I need your help to figure out something. It’s been on my mind for a long time.
In recent months, in random moments, while staring at the floor, hearing the song of a bird or looking or into the eyes of my children, random thoughts will come up about death. I’ve been really feeling a lot of stuff about death. I can try to drive those thoughts out of my mind but- it doesn’t stop them. I’m still afraid. I’m not sure if I can look it in the eye directly. But it’s still there, the thoughts still emerge, and I can’t just bury them. They’re just so real to me.
Oh gosh, it’s so hard to summarise.
The first emotion that appears is fear. A terrifying, visceral fear. I’m terrified of my own death. I just want to run away from and/or deny it with every fibre of my being.
In the middle of the tears- who and where is the one who will die?
I think I can’t face this alone, but it seems to like coming up most when I am alone– as though it wants me and just me to listen to it. It doesn’t want these thoughts to be too corrupted through interaction with any other.
Am I really alone when I am by myself? Something seems to catch the distressed emotions- an energy, Being its (non-)self? A comforter. The distress sinks into a warmth in my chest- it seems to come from nowhere and everywhere at once.
How could crying with fear be so spiritual?
Where did consciousness come from? Do notions of “before” or “after” consciousness even mean anything at all?
And then I wonder- some deep and really intuitive thoughts.
Thoughts like: from the first person perspective: is death even a real thing?
It’s so hard to explain this intuition but-
I never experienced “pre-birth”. As far as I am concerned, consciousness and the universe are eternally co-existing.
We say “when the lights go out” but- from the perspective of the light itself- is there even a going out?
I’ve been under general anaesthetic twice in my life. The second time was one of the most beautiful and spiritual experiences I’ve ever had. I lay down on the bed and an instant later, there was a stirring in the boundaries of consciousness. The soundscape came alive, the body was alive, I could feel it, and thoughts arose, a playful internal laughter emerged as I recalled that simplest and most elegant of all simple facts “there is only ever consciousness”. It was fun. It was- a play on the universe. A dance. A God twirling in the vastness of space. It was stunning. It was beautiful. The chuckling of a God awakening to itself, being entertained by the little joke it made. “What do you mean ‘after regaining consciousness?’ – what does that even mean”
There was no before and after the general aesthetic. There were just two instants, two moments as continuous with each other as every other moment of conscious experience. To speak of there being minutes or hours in-between is to not correctly characterise the nature of my first-hand experience.
To speak of non-consciousness is to not make any sense at all.
Now: I’ve experienced ego death. The loss of sense of self. But that was totally OK. Nothing actually died. Indeed, the universe seemed most bright when there was no ego to filter it down to only its “relevant” bits. (Not that the ego is a problem, it just makes problems that’s all)

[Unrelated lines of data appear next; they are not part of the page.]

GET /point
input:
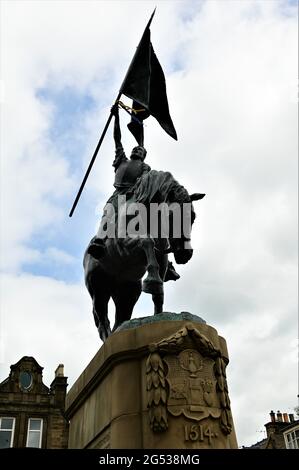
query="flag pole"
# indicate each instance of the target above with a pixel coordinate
(105, 128)
(92, 161)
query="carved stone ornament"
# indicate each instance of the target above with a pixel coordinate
(186, 376)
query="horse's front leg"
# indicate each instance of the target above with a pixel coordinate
(100, 311)
(158, 299)
(153, 284)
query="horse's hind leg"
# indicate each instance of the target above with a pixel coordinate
(153, 283)
(100, 312)
(158, 299)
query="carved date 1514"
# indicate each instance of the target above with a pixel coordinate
(198, 432)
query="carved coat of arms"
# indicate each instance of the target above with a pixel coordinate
(192, 385)
(185, 375)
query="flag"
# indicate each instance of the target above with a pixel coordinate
(145, 85)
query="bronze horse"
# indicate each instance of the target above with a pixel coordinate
(118, 270)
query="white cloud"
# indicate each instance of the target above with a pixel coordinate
(230, 69)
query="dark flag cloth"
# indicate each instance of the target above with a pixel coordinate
(145, 85)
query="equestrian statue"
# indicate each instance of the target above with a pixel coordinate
(128, 246)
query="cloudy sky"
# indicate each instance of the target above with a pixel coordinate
(231, 69)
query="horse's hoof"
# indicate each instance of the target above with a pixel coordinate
(104, 332)
(152, 287)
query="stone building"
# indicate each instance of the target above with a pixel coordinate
(282, 432)
(31, 414)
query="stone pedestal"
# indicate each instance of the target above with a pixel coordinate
(159, 383)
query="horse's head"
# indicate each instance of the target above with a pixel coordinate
(181, 220)
(160, 191)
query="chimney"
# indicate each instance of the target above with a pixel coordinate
(58, 387)
(279, 417)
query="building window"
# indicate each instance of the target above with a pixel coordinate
(34, 434)
(7, 428)
(292, 439)
(25, 380)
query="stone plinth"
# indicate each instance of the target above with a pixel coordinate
(158, 383)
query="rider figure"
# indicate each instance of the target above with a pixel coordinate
(126, 174)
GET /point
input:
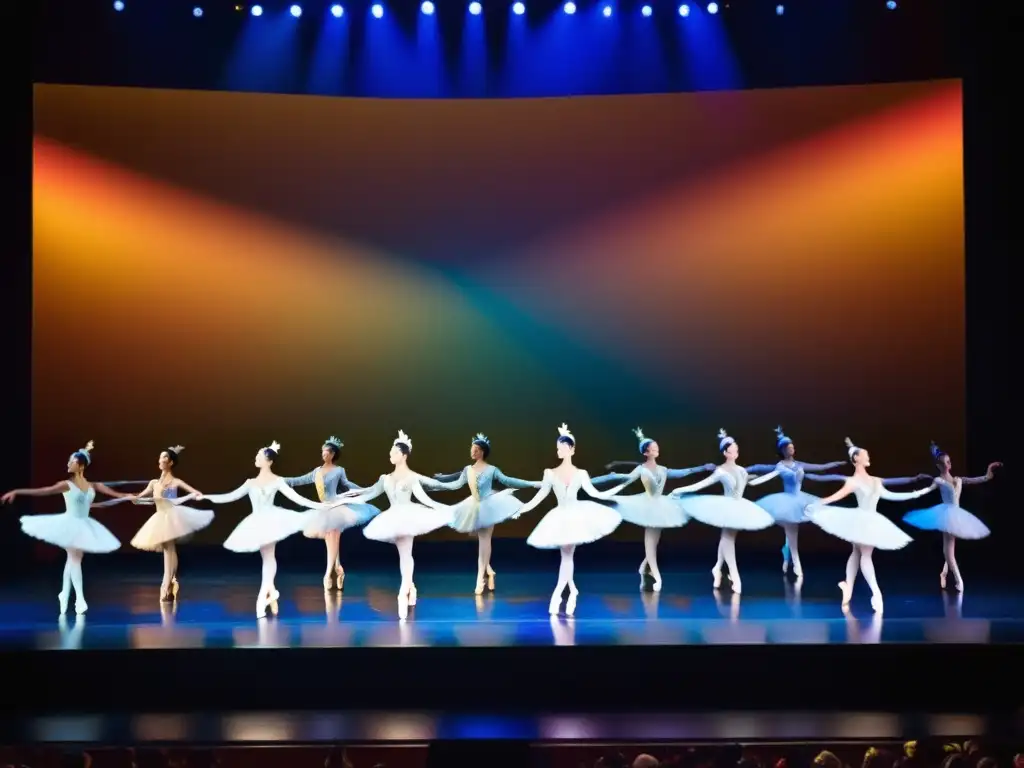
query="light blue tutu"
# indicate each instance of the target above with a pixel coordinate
(470, 515)
(651, 511)
(949, 518)
(726, 512)
(787, 508)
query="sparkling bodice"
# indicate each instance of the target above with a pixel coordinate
(77, 501)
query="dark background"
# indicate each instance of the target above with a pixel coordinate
(944, 40)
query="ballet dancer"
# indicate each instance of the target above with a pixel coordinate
(651, 510)
(863, 526)
(328, 523)
(571, 522)
(954, 521)
(730, 512)
(72, 529)
(403, 519)
(171, 521)
(787, 508)
(485, 507)
(266, 524)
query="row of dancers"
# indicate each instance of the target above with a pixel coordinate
(572, 522)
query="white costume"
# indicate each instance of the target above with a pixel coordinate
(863, 527)
(403, 519)
(730, 512)
(570, 523)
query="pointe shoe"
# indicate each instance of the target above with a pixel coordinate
(570, 603)
(847, 592)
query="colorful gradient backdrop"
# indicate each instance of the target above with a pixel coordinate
(223, 269)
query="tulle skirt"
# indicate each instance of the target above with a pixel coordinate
(573, 523)
(320, 522)
(856, 525)
(470, 515)
(948, 518)
(787, 507)
(407, 520)
(69, 531)
(268, 525)
(169, 523)
(651, 511)
(726, 512)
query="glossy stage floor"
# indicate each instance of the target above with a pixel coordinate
(780, 644)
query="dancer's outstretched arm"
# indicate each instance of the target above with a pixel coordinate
(515, 482)
(452, 481)
(539, 497)
(983, 478)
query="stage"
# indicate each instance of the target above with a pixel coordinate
(779, 645)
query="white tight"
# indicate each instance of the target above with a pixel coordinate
(650, 539)
(861, 557)
(269, 570)
(483, 554)
(73, 576)
(727, 554)
(170, 565)
(949, 550)
(792, 549)
(406, 563)
(333, 541)
(565, 571)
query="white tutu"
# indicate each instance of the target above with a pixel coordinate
(787, 507)
(71, 531)
(573, 522)
(269, 525)
(470, 515)
(407, 519)
(168, 523)
(322, 521)
(651, 511)
(726, 512)
(856, 525)
(948, 518)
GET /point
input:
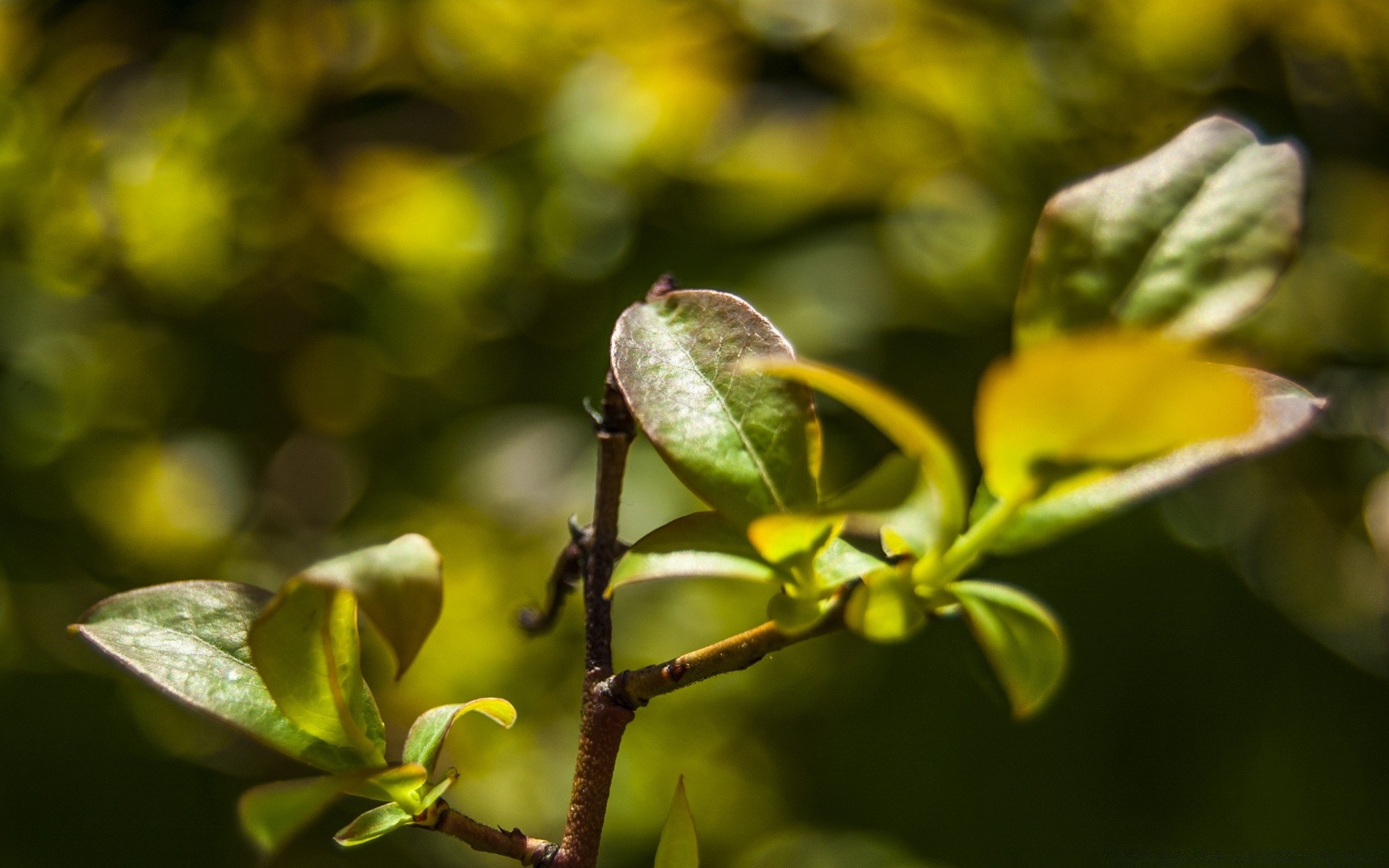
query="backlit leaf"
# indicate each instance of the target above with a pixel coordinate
(399, 587)
(747, 443)
(1285, 412)
(679, 845)
(190, 641)
(907, 428)
(703, 545)
(307, 652)
(368, 827)
(1021, 639)
(274, 813)
(1102, 399)
(431, 728)
(1194, 237)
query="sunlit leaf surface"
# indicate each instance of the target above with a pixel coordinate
(1020, 638)
(1102, 399)
(747, 443)
(188, 639)
(1192, 237)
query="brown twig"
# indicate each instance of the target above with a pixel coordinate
(602, 720)
(635, 688)
(489, 839)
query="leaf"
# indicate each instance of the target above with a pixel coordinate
(885, 608)
(274, 813)
(1021, 639)
(188, 641)
(307, 652)
(909, 430)
(399, 587)
(430, 729)
(789, 537)
(368, 827)
(703, 545)
(1194, 237)
(1102, 399)
(745, 443)
(679, 845)
(1285, 412)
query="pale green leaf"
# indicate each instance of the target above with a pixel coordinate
(430, 729)
(942, 480)
(368, 827)
(274, 813)
(307, 652)
(703, 545)
(1021, 639)
(190, 641)
(1192, 237)
(745, 443)
(1285, 412)
(679, 845)
(399, 587)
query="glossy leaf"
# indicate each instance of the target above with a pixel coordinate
(745, 443)
(1021, 639)
(431, 728)
(679, 843)
(274, 813)
(907, 428)
(190, 641)
(703, 545)
(1285, 412)
(399, 587)
(1102, 399)
(368, 827)
(1194, 237)
(307, 650)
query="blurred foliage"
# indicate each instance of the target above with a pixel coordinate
(279, 278)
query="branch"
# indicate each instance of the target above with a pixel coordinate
(488, 839)
(635, 688)
(602, 721)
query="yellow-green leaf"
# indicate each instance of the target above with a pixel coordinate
(679, 845)
(274, 813)
(368, 827)
(307, 652)
(1106, 399)
(703, 545)
(1021, 639)
(903, 424)
(431, 728)
(747, 443)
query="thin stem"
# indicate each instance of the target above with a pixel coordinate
(602, 721)
(635, 688)
(489, 839)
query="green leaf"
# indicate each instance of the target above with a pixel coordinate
(679, 845)
(274, 813)
(907, 428)
(307, 652)
(1285, 412)
(745, 443)
(371, 825)
(703, 545)
(431, 728)
(1194, 237)
(1021, 639)
(190, 641)
(885, 608)
(399, 587)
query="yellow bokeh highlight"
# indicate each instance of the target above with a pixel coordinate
(1102, 399)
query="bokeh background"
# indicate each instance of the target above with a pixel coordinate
(279, 278)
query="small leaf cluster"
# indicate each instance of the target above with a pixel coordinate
(285, 670)
(1114, 393)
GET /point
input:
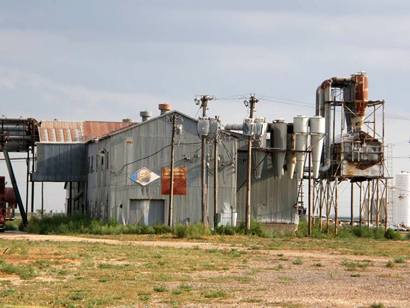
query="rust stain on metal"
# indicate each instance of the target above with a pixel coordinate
(180, 181)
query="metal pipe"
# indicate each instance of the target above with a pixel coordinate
(171, 178)
(15, 187)
(215, 181)
(32, 181)
(238, 127)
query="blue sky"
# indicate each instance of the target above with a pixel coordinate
(108, 60)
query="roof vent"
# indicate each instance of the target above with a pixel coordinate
(145, 115)
(164, 108)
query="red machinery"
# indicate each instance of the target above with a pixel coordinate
(7, 203)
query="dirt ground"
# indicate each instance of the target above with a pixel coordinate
(285, 277)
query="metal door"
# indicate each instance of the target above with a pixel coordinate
(146, 212)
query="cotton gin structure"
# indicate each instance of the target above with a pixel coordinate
(353, 151)
(401, 208)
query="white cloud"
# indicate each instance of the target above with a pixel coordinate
(74, 101)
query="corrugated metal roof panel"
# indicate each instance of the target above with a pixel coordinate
(97, 129)
(74, 132)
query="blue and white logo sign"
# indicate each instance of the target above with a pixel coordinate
(144, 176)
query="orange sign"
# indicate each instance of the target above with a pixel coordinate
(180, 179)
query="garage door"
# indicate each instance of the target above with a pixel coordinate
(146, 212)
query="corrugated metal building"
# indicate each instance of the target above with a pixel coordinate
(274, 199)
(111, 194)
(98, 172)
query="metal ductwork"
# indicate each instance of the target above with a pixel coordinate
(300, 128)
(317, 133)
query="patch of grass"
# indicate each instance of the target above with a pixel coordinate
(354, 266)
(160, 289)
(145, 297)
(77, 295)
(225, 230)
(7, 292)
(399, 260)
(23, 271)
(377, 305)
(392, 234)
(12, 225)
(214, 294)
(78, 224)
(285, 279)
(195, 231)
(185, 287)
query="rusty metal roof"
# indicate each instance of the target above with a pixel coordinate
(74, 132)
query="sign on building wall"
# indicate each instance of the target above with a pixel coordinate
(180, 179)
(144, 176)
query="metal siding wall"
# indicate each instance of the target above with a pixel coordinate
(273, 199)
(146, 140)
(60, 162)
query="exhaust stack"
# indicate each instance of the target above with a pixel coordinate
(300, 127)
(317, 133)
(291, 155)
(164, 108)
(278, 141)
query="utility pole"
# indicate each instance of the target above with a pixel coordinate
(309, 195)
(203, 102)
(42, 199)
(171, 170)
(251, 103)
(215, 179)
(32, 181)
(351, 203)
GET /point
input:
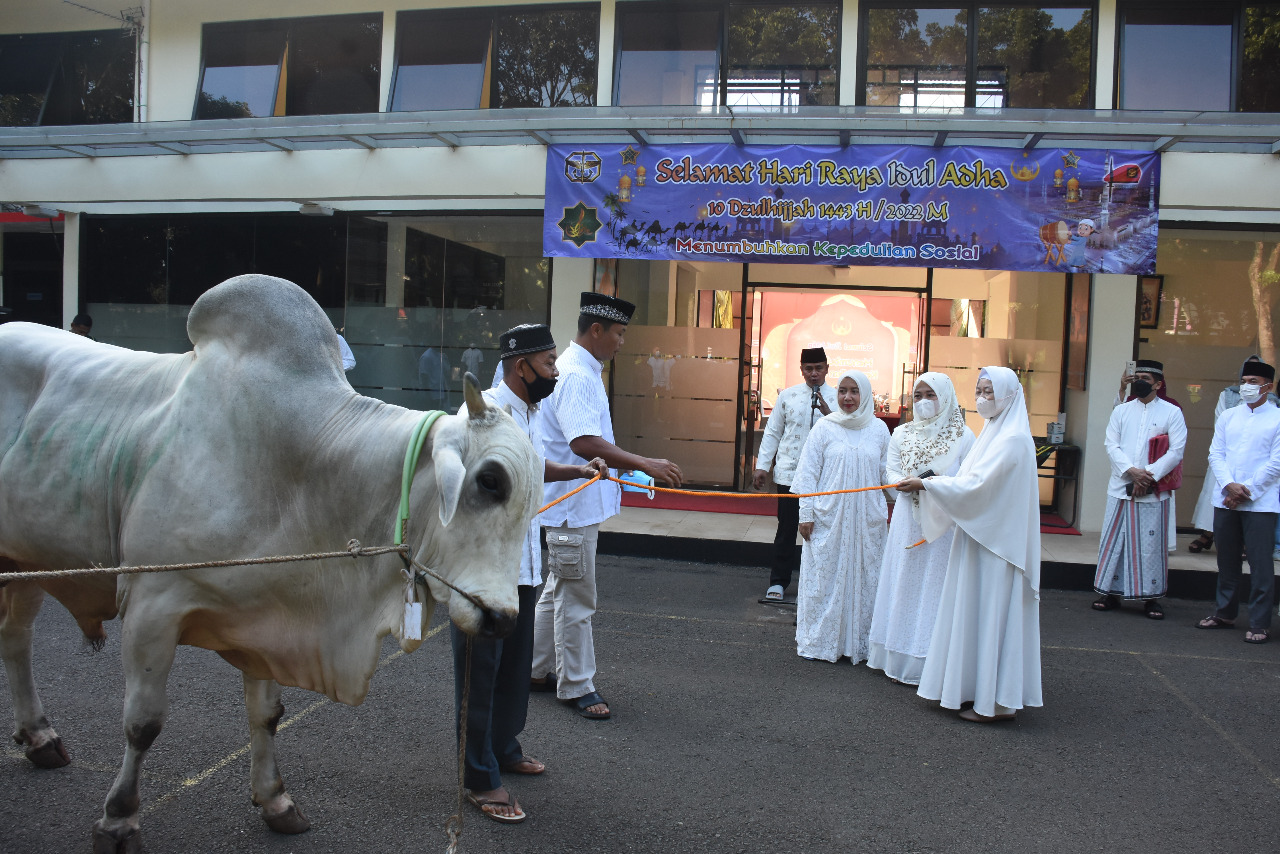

Stories have parts: they have the beginning, the middle, and the end. In order for something to have an end, it needs to have a beginning. But did my life actually have a beginning? From the perspective of my mother and father- it did. But that’s only because it appeared in the middle of their story. From my firsthand perspective there was no pre-beginning, there was no beginning, there’s only ever a middle. Can something that had no beginning ever feature an end? Can something that has a middle, and only a middle, have an end?
Is my death something that only those around me at the time will actually experience?
Is death even relevant to life? A million light-years from here there’s a small speck of dust floating in space- is death as relevant to my life as that little speck of space-dust?
The deep flow of intuitions diminishes. I might be done crying for now. I know I will revisit this topic- the fear will come back again, and that’s OK. When the fear of death returns again, I will greet it as an acquaintance, perhaps one day to become a friend.
And I wonder if hiding somewhere behind this fear is a deep wellspring of profound gratitude for life.